Living with Hate in American Politics and Religion: How Popular Culture Can Defuse Intractable Differences
Jeffrey Israel. Foreword by Martha C. Nussbaum
Columbia University Press 2019
In the United States, people are deeply divided along lines of race, class, political party, gender, sexuality, and religion. Many believe that historical grievances must eventually be left behind in the interest of progress toward a more just and unified society. But too much in American history is unforgivable and cannot be forgotten. How then can we imagine a way to live together that does not expect people to let go of their entrenched resentments?
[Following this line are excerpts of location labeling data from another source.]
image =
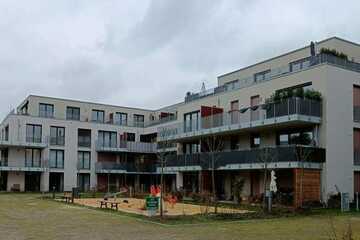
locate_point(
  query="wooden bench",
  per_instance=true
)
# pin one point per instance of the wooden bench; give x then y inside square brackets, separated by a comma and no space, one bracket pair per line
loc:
[113,204]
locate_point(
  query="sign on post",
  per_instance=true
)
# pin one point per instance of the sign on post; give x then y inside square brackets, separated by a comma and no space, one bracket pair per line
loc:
[152,205]
[345,202]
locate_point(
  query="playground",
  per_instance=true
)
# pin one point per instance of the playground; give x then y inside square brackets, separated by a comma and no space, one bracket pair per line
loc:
[138,206]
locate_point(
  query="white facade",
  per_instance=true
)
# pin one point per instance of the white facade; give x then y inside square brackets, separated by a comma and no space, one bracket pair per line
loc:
[332,131]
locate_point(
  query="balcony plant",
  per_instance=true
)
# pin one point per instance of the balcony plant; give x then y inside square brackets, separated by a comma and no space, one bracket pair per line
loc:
[334,52]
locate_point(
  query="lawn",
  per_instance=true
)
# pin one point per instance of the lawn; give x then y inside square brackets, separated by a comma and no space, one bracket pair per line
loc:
[26,216]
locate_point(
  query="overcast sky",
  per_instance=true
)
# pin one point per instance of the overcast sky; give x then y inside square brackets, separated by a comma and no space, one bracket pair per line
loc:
[150,53]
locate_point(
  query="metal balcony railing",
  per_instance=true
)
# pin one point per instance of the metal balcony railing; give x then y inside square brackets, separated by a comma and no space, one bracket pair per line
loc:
[288,107]
[357,157]
[251,156]
[274,73]
[126,146]
[128,167]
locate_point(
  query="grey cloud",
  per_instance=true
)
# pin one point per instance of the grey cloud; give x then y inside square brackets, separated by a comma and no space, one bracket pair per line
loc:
[148,54]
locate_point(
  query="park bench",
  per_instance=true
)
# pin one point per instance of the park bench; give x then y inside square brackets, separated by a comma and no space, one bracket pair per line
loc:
[106,203]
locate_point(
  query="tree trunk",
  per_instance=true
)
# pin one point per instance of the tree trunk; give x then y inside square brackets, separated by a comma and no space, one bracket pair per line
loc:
[161,188]
[213,183]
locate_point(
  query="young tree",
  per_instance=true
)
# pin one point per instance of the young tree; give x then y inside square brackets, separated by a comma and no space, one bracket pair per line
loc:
[162,155]
[265,155]
[213,145]
[303,154]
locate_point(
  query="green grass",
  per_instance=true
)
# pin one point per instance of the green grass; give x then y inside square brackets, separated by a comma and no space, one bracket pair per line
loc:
[27,216]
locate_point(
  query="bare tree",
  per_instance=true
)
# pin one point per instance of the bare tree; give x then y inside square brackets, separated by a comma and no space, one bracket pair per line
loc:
[303,154]
[213,145]
[162,154]
[265,156]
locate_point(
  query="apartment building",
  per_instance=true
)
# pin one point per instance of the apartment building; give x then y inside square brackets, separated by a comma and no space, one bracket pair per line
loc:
[297,114]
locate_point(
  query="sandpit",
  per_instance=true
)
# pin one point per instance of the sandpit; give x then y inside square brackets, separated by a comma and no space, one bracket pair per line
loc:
[134,205]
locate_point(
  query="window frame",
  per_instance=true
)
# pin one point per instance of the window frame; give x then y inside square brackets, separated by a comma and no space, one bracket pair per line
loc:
[70,113]
[57,158]
[98,113]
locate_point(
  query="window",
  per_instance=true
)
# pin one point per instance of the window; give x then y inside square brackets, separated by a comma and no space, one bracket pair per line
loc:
[262,76]
[138,120]
[234,112]
[6,133]
[57,136]
[83,160]
[97,116]
[32,157]
[4,157]
[46,110]
[299,64]
[130,137]
[84,137]
[33,133]
[73,113]
[120,119]
[254,111]
[107,139]
[56,158]
[255,141]
[191,121]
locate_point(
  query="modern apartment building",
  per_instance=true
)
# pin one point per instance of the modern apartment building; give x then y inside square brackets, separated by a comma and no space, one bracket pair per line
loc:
[297,114]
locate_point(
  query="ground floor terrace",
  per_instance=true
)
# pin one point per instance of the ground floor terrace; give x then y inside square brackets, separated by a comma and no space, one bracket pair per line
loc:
[294,186]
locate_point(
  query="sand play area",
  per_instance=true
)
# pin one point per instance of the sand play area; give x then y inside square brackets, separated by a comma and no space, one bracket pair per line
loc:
[134,205]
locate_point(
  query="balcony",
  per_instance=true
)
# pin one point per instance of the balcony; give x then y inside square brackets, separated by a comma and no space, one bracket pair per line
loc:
[293,111]
[275,73]
[126,146]
[112,167]
[23,166]
[276,157]
[29,142]
[57,141]
[357,158]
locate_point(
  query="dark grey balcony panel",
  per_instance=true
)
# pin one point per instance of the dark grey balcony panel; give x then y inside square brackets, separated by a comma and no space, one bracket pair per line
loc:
[277,154]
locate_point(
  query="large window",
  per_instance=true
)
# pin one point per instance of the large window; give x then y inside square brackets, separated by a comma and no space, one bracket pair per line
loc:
[98,116]
[138,120]
[120,118]
[84,160]
[33,133]
[46,110]
[191,121]
[56,158]
[32,157]
[73,113]
[107,139]
[84,138]
[57,136]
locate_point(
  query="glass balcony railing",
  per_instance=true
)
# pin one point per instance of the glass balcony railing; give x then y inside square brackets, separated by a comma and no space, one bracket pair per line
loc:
[274,73]
[275,154]
[246,116]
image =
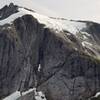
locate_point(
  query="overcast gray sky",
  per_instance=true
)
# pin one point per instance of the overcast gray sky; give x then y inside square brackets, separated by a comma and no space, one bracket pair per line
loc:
[71,9]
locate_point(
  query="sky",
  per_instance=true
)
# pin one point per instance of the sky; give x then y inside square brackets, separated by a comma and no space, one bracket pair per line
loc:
[69,9]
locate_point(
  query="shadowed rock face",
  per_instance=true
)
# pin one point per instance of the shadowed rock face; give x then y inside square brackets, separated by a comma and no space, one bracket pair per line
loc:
[65,74]
[8,10]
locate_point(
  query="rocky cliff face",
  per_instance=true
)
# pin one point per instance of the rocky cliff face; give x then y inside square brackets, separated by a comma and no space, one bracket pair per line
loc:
[63,65]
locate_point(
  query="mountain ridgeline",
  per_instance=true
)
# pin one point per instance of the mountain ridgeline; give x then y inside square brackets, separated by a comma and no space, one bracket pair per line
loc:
[62,63]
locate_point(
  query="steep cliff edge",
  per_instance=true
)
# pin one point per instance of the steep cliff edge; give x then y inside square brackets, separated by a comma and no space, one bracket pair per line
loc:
[57,56]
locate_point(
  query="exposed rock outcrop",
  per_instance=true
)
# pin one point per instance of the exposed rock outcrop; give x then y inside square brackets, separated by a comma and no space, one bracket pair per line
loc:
[67,72]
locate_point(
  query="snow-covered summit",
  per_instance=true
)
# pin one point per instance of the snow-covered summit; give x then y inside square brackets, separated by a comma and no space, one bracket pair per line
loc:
[79,29]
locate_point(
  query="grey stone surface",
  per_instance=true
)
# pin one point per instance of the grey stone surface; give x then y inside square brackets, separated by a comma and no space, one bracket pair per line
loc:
[66,73]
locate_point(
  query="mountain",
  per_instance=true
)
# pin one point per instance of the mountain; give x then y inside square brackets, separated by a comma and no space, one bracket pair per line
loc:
[57,56]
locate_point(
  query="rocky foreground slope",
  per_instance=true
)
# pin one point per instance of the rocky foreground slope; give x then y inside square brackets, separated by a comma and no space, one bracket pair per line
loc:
[61,58]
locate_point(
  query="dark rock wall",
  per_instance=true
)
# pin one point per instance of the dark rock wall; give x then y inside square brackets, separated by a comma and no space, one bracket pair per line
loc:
[65,74]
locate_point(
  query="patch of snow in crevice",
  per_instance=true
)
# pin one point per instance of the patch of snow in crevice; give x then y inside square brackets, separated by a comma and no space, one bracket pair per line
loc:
[85,43]
[39,67]
[97,94]
[17,94]
[14,96]
[39,95]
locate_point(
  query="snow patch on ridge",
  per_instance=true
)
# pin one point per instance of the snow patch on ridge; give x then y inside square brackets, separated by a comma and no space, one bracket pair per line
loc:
[56,24]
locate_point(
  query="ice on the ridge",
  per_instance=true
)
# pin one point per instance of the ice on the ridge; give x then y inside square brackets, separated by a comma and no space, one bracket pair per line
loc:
[56,24]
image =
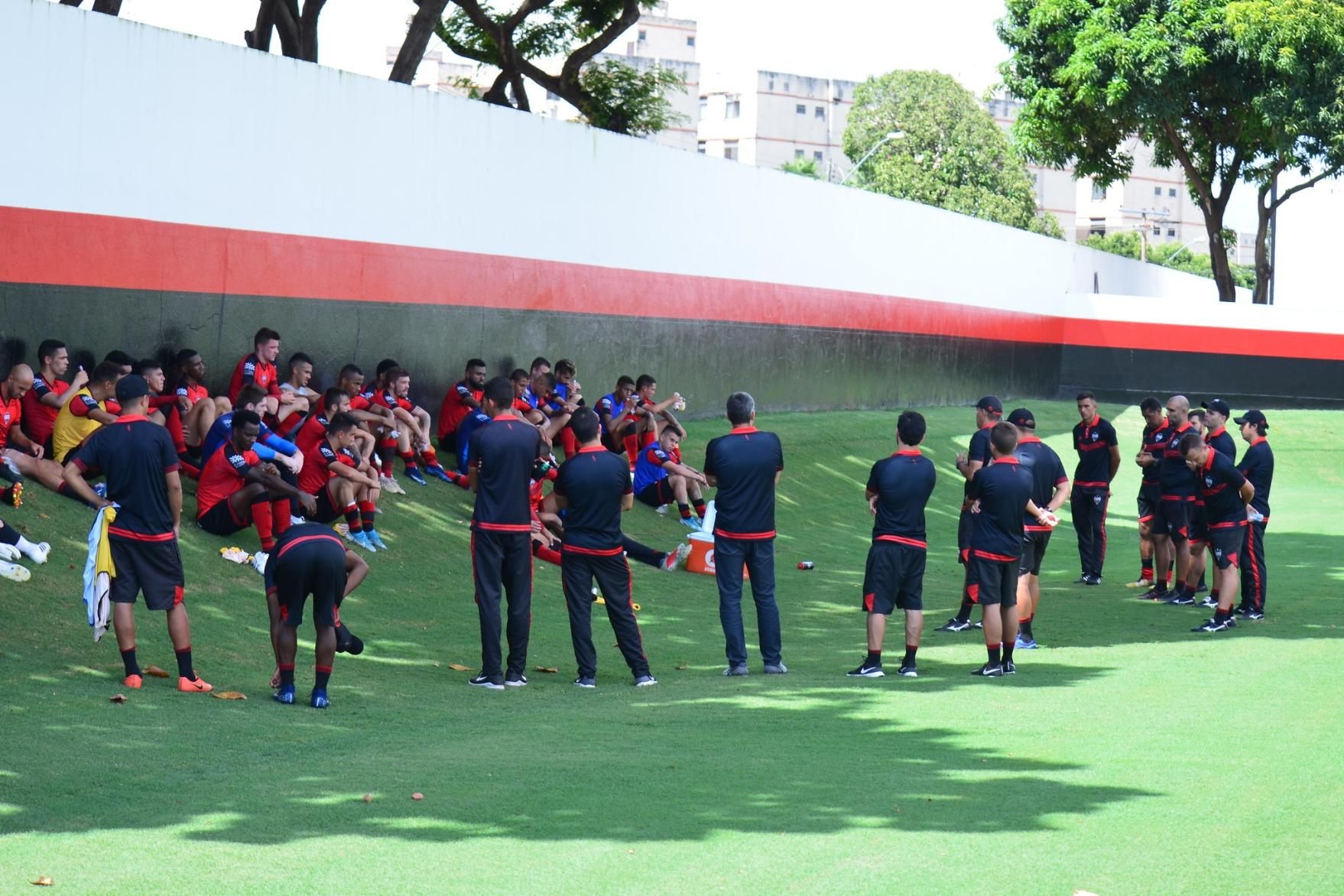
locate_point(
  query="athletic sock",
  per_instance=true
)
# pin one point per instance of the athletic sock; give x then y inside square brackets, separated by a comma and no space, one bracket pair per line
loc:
[184,664]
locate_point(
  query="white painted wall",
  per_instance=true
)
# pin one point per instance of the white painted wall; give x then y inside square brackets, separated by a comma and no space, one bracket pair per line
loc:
[118,118]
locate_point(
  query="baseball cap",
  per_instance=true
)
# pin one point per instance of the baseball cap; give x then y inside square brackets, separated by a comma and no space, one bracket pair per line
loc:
[1255,418]
[132,387]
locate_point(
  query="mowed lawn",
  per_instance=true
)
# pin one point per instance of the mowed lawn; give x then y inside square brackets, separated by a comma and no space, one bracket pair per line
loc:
[1127,755]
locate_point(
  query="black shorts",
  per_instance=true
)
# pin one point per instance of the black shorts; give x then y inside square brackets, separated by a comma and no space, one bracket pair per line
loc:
[152,569]
[894,578]
[1227,541]
[996,580]
[303,569]
[221,519]
[1033,553]
[1172,518]
[656,493]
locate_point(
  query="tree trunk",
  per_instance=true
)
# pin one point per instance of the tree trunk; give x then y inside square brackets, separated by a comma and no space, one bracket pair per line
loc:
[427,14]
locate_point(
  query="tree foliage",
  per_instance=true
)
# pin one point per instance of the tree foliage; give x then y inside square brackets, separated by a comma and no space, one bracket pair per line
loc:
[952,154]
[609,94]
[1227,89]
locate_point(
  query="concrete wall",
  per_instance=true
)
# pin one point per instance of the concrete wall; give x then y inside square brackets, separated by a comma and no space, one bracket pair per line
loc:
[164,188]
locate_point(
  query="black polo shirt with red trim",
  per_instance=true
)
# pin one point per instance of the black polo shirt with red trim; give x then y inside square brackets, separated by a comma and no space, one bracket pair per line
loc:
[1003,489]
[593,482]
[1093,442]
[902,484]
[503,453]
[135,454]
[745,464]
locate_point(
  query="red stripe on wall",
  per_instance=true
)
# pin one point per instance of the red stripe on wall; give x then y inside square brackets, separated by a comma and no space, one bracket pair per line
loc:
[73,248]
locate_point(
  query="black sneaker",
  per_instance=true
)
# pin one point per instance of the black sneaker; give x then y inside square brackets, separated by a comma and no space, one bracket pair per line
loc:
[484,681]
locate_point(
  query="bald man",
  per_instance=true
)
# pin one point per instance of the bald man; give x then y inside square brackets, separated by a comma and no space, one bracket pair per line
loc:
[1171,519]
[22,456]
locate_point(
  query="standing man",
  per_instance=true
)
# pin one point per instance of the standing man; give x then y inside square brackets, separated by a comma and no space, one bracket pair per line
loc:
[500,459]
[1099,459]
[141,468]
[1049,491]
[594,486]
[1257,465]
[989,411]
[999,495]
[898,492]
[745,465]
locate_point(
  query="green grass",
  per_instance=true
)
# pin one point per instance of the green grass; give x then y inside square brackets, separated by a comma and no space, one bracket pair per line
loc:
[1128,757]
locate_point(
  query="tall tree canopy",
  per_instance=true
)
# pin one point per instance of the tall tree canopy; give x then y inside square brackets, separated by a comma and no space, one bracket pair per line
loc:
[1229,89]
[952,154]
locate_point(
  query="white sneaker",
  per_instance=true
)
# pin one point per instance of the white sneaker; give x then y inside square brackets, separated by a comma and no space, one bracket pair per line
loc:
[14,571]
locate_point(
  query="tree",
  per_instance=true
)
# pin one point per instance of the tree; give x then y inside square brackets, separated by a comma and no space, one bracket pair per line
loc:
[612,96]
[952,154]
[805,167]
[1227,89]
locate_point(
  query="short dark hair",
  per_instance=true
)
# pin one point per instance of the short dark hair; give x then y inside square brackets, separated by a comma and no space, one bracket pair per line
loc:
[1005,437]
[741,407]
[342,424]
[46,348]
[911,427]
[585,425]
[106,372]
[499,391]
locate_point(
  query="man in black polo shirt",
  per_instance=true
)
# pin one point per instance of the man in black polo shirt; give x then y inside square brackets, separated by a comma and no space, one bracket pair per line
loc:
[1257,465]
[1171,521]
[140,465]
[500,461]
[745,465]
[1226,496]
[999,495]
[898,491]
[989,411]
[594,486]
[1099,459]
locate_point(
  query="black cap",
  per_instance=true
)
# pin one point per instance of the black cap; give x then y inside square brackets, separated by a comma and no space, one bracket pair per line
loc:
[132,387]
[1255,418]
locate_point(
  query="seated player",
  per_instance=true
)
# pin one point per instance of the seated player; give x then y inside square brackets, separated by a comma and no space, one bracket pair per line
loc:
[49,392]
[333,476]
[659,480]
[463,398]
[239,489]
[310,560]
[89,409]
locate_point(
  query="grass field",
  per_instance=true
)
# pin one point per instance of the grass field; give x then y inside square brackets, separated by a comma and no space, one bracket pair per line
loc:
[1128,755]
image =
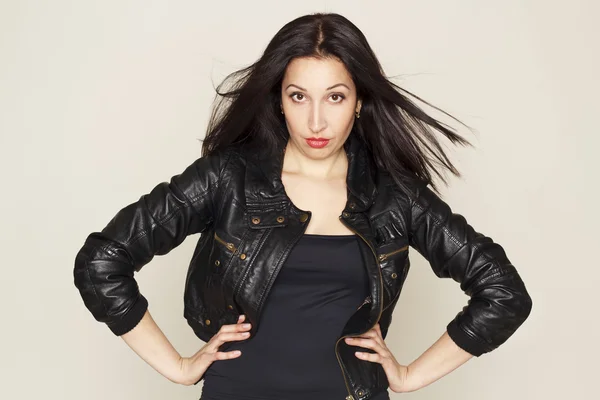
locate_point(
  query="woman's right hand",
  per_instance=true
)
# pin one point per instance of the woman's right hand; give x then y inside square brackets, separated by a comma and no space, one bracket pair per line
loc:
[192,368]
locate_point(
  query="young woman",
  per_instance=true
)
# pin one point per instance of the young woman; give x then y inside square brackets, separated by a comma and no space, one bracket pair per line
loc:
[312,186]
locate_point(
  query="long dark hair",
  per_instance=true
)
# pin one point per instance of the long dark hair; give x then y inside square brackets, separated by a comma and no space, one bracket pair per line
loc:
[399,134]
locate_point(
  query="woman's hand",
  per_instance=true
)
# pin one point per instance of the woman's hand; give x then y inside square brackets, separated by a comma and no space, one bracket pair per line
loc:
[192,368]
[397,374]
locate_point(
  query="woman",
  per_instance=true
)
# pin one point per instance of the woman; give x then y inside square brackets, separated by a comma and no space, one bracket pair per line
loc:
[311,188]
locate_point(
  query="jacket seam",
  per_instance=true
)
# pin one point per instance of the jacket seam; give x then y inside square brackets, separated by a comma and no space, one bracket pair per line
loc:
[486,256]
[107,248]
[189,203]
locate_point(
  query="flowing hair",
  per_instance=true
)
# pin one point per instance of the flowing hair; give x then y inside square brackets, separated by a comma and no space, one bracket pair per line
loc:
[399,134]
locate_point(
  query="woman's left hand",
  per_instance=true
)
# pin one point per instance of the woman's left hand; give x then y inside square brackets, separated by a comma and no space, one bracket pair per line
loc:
[396,373]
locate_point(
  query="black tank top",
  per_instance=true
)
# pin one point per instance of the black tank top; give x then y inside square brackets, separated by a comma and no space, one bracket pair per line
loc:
[292,355]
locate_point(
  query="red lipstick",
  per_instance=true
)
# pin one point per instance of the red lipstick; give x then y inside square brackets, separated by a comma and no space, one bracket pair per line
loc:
[317,143]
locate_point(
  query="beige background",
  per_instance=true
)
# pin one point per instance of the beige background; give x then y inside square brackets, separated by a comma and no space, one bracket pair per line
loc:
[101,100]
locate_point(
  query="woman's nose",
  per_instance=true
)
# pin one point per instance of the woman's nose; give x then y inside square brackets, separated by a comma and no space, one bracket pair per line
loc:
[317,120]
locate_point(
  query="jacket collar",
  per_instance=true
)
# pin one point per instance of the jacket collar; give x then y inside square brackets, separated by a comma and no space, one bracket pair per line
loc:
[263,184]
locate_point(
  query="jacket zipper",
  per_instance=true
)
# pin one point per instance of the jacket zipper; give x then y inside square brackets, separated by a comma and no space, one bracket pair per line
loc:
[230,246]
[350,396]
[383,257]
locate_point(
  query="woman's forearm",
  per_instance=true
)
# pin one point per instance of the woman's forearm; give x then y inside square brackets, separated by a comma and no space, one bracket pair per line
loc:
[443,357]
[150,343]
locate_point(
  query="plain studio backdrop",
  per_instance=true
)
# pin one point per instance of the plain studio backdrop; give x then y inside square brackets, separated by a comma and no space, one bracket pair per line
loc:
[102,100]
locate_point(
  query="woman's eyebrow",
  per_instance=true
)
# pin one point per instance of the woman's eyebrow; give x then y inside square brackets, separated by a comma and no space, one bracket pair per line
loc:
[329,88]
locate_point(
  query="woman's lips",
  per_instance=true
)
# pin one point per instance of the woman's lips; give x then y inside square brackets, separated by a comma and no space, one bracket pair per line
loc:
[317,143]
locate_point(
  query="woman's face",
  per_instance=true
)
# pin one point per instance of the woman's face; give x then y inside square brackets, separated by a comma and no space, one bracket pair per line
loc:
[319,100]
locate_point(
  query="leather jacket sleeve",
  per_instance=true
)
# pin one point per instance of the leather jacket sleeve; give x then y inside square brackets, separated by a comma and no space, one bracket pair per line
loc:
[155,224]
[499,302]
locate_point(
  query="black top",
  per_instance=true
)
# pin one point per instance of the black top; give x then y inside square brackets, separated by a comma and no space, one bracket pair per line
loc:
[292,355]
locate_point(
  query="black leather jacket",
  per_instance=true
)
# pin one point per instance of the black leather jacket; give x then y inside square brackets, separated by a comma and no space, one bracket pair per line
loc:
[248,225]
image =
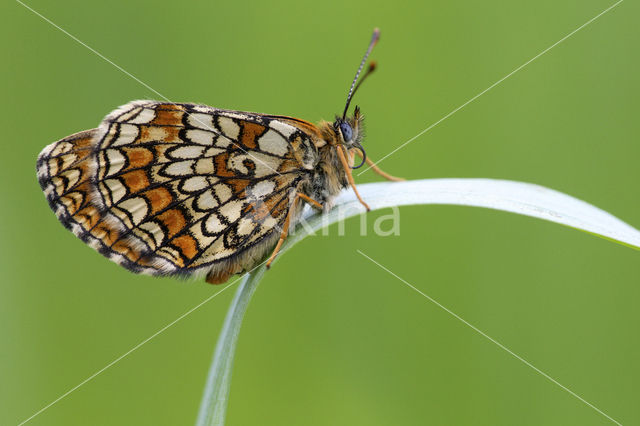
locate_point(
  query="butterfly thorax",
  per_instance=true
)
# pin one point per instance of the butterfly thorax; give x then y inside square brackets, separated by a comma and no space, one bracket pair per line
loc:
[329,176]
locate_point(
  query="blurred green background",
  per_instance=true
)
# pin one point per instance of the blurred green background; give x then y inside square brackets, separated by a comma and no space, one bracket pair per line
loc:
[331,339]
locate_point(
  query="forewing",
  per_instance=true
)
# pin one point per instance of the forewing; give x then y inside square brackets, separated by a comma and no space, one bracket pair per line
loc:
[183,187]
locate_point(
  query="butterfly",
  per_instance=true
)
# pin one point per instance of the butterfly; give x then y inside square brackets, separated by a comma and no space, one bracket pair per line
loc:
[182,189]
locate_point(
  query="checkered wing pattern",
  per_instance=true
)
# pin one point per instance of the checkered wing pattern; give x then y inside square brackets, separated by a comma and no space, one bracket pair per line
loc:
[172,189]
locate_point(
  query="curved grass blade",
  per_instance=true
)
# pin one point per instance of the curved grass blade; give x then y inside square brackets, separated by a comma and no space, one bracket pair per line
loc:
[516,197]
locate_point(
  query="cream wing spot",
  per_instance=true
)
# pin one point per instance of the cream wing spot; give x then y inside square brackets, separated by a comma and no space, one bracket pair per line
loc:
[187,152]
[232,210]
[72,176]
[195,183]
[155,230]
[136,207]
[115,161]
[202,121]
[222,142]
[213,225]
[229,127]
[155,133]
[201,137]
[245,226]
[205,166]
[145,116]
[116,190]
[223,192]
[206,201]
[286,129]
[180,168]
[236,162]
[262,188]
[127,135]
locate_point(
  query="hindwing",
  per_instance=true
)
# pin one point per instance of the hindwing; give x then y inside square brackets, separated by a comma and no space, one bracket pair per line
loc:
[167,188]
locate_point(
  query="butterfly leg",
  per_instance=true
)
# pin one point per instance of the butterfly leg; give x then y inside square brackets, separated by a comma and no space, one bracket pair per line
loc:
[343,159]
[287,222]
[379,171]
Living with Hate in American Politics and Religion offers an innovative argument for the power of playfulness in popular culture to make our capacity for coexistence imaginable. Jeffrey Israel explores how people from different backgrounds can pursue justice together, even as they play with their divisive grudges, prejudices, and desires in their cultural lives. Israel calls on us to distinguish between what belongs in a raucous “domain of play” and what belongs in the domain of the political. He builds on the thought of John Rawls and Martha Nussbaum to defend the liberal tradition against challenges posed by Frantz Fanon from the left and Leo Strauss from the right. In provocative readings of Lenny Bruce’s stand-up comedy, Philip Roth’s Portnoy’s Complaint, and Norman Lear’s All in the Family, Israel argues that postwar Jewish American popular culture offers potent and fruitful examples of playing with fraught emotions. Living with Hate in American Politics and Religion is a powerful vision of what it means to live with others without forgiving or forgetting.
ABOUT THE AUTHOR
Jeffrey Israel is an associate professor in the Department of Religion and the Jewish Studies Program at Williams College.
Martha C. Nussbaum is Ernst Freund Distinguished Service Professor of Law and Ethics at the University of Chicago. She is the author of many books, most recently The Monarchy of Fear: A Philosopher Looks at Our Political Crisis (2018), and the winner of the 2018 Berggruen Prize for Philosophy and Culture.